Chen Yanrui, Chen Guangwu, Li Peng
School of Automation and Electrical Engineering, Lanzhou Jiaotong University, Lanzhou 730070, China.
Key Laboratory of Plateau Traffic Information Engineering and Control of Gansu Province, Lanzhou Jiaotong University, Lanzhou 730070, China.
Sensors (Basel). 2024 Nov 6;24(22):7128. doi: 10.3390/s24227128.

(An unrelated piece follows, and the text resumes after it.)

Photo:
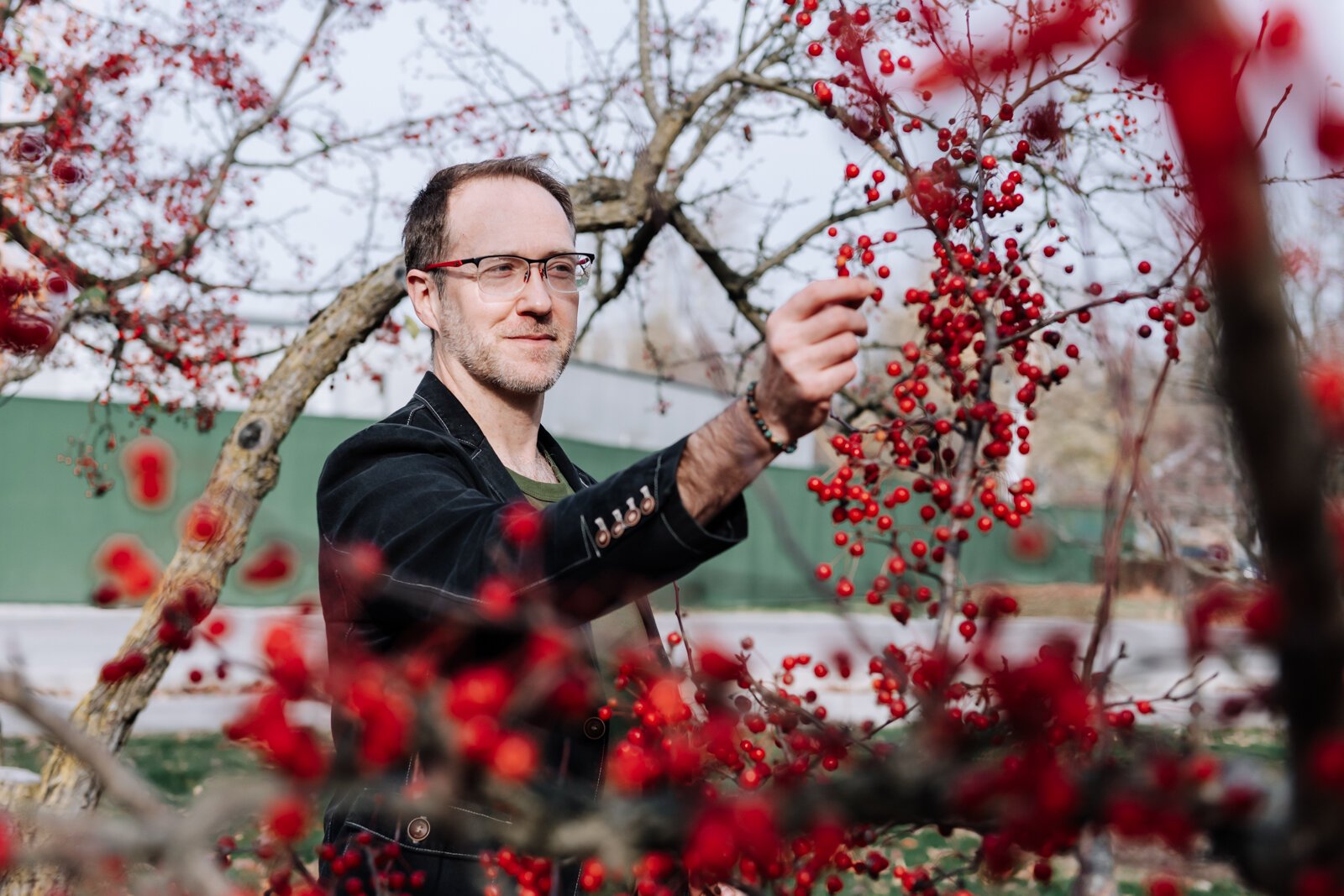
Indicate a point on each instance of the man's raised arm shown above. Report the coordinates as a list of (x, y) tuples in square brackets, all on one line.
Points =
[(811, 345)]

To address the issue of efficiently reusing the massive amount of unstructured knowledge generated during the handling of track circuit equipment faults and to automate the construction of knowledge graphs in the railway maintenance domain, it is crucial to leverage knowledge extraction techniques to efficiently extract relational triplets from fault maintenance text data. Given the current lag in joint extraction technology within the railway domain and the inefficiency in resource utilization, this paper proposes a joint extraction model for track circuit entities and relations, integrating Global Pointer and tensor learning. Taking into account the associative characteristics of semantic relations, the nesting of domain-specific terms in the railway sector, and semantic diversity, this research views the relation extraction task as a tensor learning process and the entity recognition task as a span-based Global Pointer search process. First, a multi-layer dilate gated convolutional neural network with residual connections is used to extract key features and fuse the weighted information from the 12 different semantic layers of the RoBERTa-wwm-ext model, fully exploiting the performance of each encoding layer. Next, the Tucker decomposition method is utilized to capture the semantic correlations between relations, and an Efficient Global Pointer is employed to globally predict the start and end positions of subject and object entities, incorporating relative position information through rotary position embedding (RoPE). Finally, comparative experiments with existing mainstream joint extraction models were conducted, and the proposed model's excellent performance was validated on the English public datasets NYT and WebNLG, the Chinese public dataset DuIE, and a private track circuit dataset. The 1 scores on the NYT, WebNLG, and DuIE public datasets reached 92.1%, 92.7%, and 78.2%, respectively.
为了解决在处理轨道电路设备故障过程中高效复用大量非结构化知识以及实现铁路维护领域知识图谱自动化构建的问题,利用知识提取技术从故障维护文本数据中高效提取关系三元组至关重要。鉴于目前铁路领域联合提取技术的滞后以及资源利用效率低下的情况,本文提出了一种轨道电路实体与关系的联合提取模型,融合了Global Pointer和张量学习。考虑到语义关系的关联特性、铁路领域特定术语的嵌套以及语义多样性,本研究将关系提取任务视为张量学习过程,将实体识别任务视为基于跨度的Global Pointer搜索过程。首先,使用带有残差连接的多层扩张门控卷积神经网络来提取关键特征,并融合来自RoBERTa-wwm-ext模型12个不同语义层的加权信息,充分发挥每个编码层的性能。其次,利用Tucker分解方法捕捉关系之间的语义相关性,并采用Efficient Global Pointer全局预测主语和宾语实体的起始和结束位置,通过旋转位置嵌入(RoPE)纳入相对位置信息。最后,与现有的主流联合提取模型进行了对比实验,所提模型在英文公共数据集NYT和WebNLG、中文公共数据集DuIE以及一个私有轨道电路数据集上的优异性能得到了验证。在NYT、WebNLG和DuIE公共数据集上的F1分数分别达到了92.1%、92.7%和78.2%。